A group of SIU students and alumni held a private screening Saturday afternoon at the Liberty Theater in Murphysboro to show the feature film “Unconditional.”
Braden Barton, who wrote and directed the film before graduating in May with a bachelor’s degree in cinema and photography, recently moved to Los Angeles, where he works as a freelance filmmaker. But Barton, who was also the film’s cinematographer, made the trip back to southern Illinois for the screening.
Barton said the feature was originally supposed to be a short film for his senior thesis. But what started as 40 pages of script eventually became 124 pages, he said.
The cast and crew met for the first time in December.
Davide Tomei, a junior in cinema and photography who helped co-produce the film, said their team only had 20 days to actually shoot the film.
In those 20 days, about 60 percent of the film was shot during the first week and a half, he said. Some students worked straight through spring break to bring to life a story that evolved from a single scene Barton dreamt up.
Barton said that one scene inspired the whole film.
It began with an emotional father who started an altercation with a stranger. After provoking the stranger, the father was beat up. But instead of apologizing, the man laughed.
Barton said the scene portrayed a mental breakdown.
“I thought, how would I get a person to that point?” he said of the emotionally distressed character.
The story expanded from there into a murder mystery of sorts about Adam and Evelyn Ward, who are celebrating 15 years of marriage when Evelyn turns up dead, leaving Adam and their 16-year-old daughter behind.
Police leads get nowhere, so Adam takes matters into his own hands to find answers about his wife’s death, revealing her dual-lifestyle of sex, drugs and underground clubs — causing him to question everything they knew about Evelyn.
After the credits rolled, a number of wet eyes filled the historic theater.
During a question and answer session after the screening, the crew had plenty to say about the production experience.
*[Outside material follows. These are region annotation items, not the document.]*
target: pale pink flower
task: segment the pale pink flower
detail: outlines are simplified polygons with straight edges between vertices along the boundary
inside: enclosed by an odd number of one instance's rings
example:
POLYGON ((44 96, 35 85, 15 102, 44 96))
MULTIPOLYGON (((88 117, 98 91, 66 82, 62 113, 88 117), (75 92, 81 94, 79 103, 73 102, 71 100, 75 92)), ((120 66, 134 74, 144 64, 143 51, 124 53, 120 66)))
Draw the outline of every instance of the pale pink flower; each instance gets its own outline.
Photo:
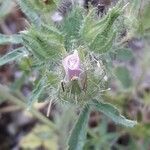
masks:
POLYGON ((71 80, 73 77, 79 77, 82 70, 77 50, 75 50, 73 54, 65 57, 62 61, 62 64, 67 79, 71 80))

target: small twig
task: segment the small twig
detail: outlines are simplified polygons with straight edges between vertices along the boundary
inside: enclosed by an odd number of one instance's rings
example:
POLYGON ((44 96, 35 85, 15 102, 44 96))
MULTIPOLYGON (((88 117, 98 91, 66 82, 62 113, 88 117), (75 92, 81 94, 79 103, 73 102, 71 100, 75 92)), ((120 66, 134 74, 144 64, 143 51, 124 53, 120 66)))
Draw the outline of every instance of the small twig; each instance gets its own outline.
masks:
POLYGON ((48 105, 48 108, 47 108, 47 114, 46 116, 49 117, 50 116, 50 112, 51 112, 51 107, 52 107, 52 99, 49 101, 49 105, 48 105))

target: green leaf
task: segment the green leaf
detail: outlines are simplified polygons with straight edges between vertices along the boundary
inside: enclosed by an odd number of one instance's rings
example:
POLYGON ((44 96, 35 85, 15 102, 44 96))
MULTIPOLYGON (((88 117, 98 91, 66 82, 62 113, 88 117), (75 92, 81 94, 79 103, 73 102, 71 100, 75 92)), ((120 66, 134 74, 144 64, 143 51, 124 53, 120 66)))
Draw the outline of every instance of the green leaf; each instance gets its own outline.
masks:
POLYGON ((124 88, 129 88, 132 86, 132 78, 129 73, 129 70, 126 67, 119 66, 115 68, 114 72, 124 88))
POLYGON ((21 59, 22 57, 24 57, 26 55, 26 49, 25 48, 18 48, 16 50, 13 50, 9 53, 7 53, 6 55, 0 57, 0 66, 14 61, 14 60, 18 60, 21 59))
POLYGON ((117 108, 109 103, 92 100, 91 106, 95 110, 102 112, 104 115, 112 119, 116 124, 120 124, 126 127, 134 127, 137 124, 136 121, 126 119, 124 116, 120 115, 117 108))
POLYGON ((13 35, 0 34, 0 45, 6 45, 10 43, 12 44, 22 43, 21 36, 17 34, 13 34, 13 35))
POLYGON ((87 134, 88 118, 89 106, 85 106, 71 132, 71 136, 68 141, 68 150, 83 149, 87 134))
POLYGON ((31 109, 33 103, 38 101, 38 98, 44 91, 44 88, 45 88, 44 85, 45 85, 45 77, 39 80, 34 90, 32 91, 31 96, 29 97, 29 101, 28 101, 28 109, 31 109))
POLYGON ((39 15, 33 10, 31 2, 29 0, 17 0, 17 2, 29 21, 36 26, 40 26, 42 21, 39 15))
POLYGON ((120 61, 129 61, 133 58, 133 53, 130 49, 117 49, 115 53, 116 59, 120 61))
POLYGON ((0 19, 8 15, 13 7, 14 2, 12 0, 0 1, 0 19))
One actor, Jeff Armstrong, expressed his love for the crew, calling them a family.
“Hands down, ladies and gentlemen, this is the best director I have worked with in my life,” Armstrong said of Barton.
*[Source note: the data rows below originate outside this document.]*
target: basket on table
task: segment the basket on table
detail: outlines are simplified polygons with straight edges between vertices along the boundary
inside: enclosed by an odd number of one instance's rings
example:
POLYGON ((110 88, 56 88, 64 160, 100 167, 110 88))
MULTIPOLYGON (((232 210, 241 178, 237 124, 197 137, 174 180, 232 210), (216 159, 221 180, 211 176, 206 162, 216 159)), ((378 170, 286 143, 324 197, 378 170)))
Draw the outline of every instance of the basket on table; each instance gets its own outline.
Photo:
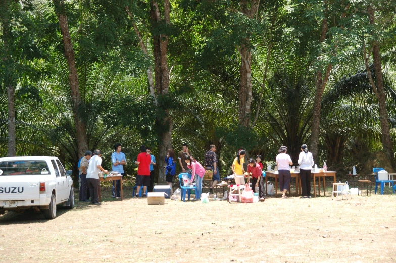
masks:
POLYGON ((213 177, 213 169, 211 167, 205 167, 205 173, 202 180, 212 180, 213 177))

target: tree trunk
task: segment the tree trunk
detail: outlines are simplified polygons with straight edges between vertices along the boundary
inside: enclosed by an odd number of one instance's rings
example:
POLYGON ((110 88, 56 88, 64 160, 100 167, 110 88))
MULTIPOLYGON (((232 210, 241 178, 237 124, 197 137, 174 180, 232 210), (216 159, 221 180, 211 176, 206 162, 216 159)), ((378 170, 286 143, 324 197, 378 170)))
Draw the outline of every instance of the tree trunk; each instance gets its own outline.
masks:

The crew raised about $5,500 for the film, but individuals and local businesses donated props and sets.
Many crew members also said SIU was a big help.
More than 80 percent of the equipment and props used came from the university, with a lot of help from the theater department, Tomei said.
Several members of the crew participated in a Registered Student Organization called Movie Camera Movement.
Barton said he learned everything he knows from the RSO, which gave him the hands on experience needed to succeed in filmmaking.
The film was co-produced Molly Esling and edited by Tyler Eversmann with Caiti Shannon as production designer and Peter Wilkerson as creative director. Matlyn Rybak was the lead actress in the film.
H.D. Motyl, an SIU professor in radio, television and digital media, was the film’s faculty adviser.
“Unconditional” is still being edited as the crew is working with a composer and producer to come up with original music for the film before sending it to different film festivals, starting with the Sundance Film Festival based out of Utah.
“I am a better artist for working on this film,” Tomei said.